I'm not familiar enough with tuning (other than what I've gleaned here and there logically) to understand exactly what MAF calibration does or how to do it myself, but I'm trying to learn as a backup.
MAF tuning is actually really simple. On the 2.4 (and the 2.0 may be different), You scan the LTFTs (and later the STFTs) and record their average per the MAF htz (I think its htz) value just like the MAF tables are set up (there is a lo and hi table). So you may get something like -9 at 1200 htz which means at a MAF reading of 1200htz, the ECM is subtracting 9% of the amount of fuel for the value in the 1200 htz cell.

To fix this, you would multiply the 1200 htz cell of the table by -0.09 (HP Tuners allows you to multiply a cell by a %).
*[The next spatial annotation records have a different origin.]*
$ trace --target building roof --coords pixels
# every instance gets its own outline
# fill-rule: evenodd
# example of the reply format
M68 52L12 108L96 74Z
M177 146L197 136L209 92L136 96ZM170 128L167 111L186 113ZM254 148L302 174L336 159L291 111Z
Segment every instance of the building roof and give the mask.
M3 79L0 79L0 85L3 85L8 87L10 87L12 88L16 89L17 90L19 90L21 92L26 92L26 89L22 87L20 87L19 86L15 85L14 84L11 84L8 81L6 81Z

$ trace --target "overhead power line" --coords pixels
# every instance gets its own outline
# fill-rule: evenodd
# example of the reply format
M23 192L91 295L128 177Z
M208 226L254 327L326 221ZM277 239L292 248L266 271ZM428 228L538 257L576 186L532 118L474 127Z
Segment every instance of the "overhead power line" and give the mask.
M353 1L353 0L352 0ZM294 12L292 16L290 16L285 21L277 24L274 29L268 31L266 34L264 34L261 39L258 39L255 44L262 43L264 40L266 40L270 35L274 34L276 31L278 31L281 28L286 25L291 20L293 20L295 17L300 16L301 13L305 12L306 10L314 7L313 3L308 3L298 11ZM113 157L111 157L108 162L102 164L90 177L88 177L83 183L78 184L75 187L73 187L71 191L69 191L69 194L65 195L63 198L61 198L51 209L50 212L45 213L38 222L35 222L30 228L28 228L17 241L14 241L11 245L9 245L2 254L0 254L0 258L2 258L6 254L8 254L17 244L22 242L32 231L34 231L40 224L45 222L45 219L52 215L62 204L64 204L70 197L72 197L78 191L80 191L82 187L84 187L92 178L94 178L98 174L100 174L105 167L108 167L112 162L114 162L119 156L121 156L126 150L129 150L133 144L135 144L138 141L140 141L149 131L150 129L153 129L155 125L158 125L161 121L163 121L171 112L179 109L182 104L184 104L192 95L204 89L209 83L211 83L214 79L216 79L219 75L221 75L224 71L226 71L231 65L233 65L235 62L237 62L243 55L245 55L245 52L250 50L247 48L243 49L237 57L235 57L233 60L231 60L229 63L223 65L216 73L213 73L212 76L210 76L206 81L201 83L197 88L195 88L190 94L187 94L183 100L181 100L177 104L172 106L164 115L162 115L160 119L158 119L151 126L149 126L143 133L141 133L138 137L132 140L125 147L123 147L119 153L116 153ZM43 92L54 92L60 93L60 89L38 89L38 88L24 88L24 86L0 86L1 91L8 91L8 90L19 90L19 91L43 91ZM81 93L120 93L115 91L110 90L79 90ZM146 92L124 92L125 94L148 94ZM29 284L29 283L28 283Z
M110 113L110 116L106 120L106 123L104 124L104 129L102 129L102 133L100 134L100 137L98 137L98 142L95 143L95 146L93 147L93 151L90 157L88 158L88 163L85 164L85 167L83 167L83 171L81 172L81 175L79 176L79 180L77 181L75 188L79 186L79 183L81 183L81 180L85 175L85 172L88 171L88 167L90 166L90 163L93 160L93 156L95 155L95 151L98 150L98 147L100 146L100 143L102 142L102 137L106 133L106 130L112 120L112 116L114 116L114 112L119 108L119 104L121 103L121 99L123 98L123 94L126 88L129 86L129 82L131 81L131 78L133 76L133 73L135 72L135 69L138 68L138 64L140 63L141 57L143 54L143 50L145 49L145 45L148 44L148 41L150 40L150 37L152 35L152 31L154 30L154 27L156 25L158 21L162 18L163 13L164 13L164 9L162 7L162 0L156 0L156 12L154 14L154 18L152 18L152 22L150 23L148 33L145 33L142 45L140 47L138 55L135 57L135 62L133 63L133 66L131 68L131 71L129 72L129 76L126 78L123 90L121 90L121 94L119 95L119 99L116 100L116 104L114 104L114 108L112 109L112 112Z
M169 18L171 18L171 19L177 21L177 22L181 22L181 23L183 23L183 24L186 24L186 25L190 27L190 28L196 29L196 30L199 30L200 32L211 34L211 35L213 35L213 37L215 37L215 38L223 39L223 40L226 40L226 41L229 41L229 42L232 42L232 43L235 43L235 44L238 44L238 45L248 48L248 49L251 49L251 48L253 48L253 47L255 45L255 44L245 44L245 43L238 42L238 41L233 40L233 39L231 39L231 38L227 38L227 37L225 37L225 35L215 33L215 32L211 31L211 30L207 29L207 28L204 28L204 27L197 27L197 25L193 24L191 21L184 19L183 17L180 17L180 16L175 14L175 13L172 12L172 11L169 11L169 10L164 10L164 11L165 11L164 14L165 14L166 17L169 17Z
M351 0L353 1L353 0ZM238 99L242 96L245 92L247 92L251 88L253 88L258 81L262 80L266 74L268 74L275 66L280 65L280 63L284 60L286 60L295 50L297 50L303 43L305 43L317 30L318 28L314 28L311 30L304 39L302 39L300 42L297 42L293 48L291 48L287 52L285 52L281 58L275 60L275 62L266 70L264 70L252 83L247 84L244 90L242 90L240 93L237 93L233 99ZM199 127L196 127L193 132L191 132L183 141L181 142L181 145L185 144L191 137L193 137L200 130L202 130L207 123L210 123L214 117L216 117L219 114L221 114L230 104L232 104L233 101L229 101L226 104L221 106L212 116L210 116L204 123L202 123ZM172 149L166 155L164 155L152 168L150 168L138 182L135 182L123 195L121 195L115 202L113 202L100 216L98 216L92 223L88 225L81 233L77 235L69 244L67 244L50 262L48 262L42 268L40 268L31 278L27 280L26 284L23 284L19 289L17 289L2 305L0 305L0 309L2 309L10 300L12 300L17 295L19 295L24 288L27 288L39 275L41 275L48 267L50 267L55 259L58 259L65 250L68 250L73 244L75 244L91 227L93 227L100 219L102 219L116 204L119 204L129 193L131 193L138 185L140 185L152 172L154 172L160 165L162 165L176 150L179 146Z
By setting up your scan table identical to the corresponding MAF table you can do a copy/paste adjustment in seconds. You then repeat.

Next scan may show -4 in the 1200 htz cell next time. We want close to 0 without going over so now we want to multiply by half the percent (HP Tuners has the option to paste by 1/2 %) so this time we multiply that value in the MAF table by -0.02. Save and repeat. +/- 3% is what we consider acceptable and my trims for the MAF cells at cruising speeds are at 0 to +/-0.1% on LTFTs and STFTs. In my open loop, LTFTs lock in around -4 due to my idle issues. The LNF does not enter open loop as it has a wide band O2 meqaning MAF tuning should be easier as you can check real time fuel trims at WOT. On the 2.4 I do a wide band reading vs target AFR over the high MAF table to calculate the % difference4 of the two to dial in the upper MAF.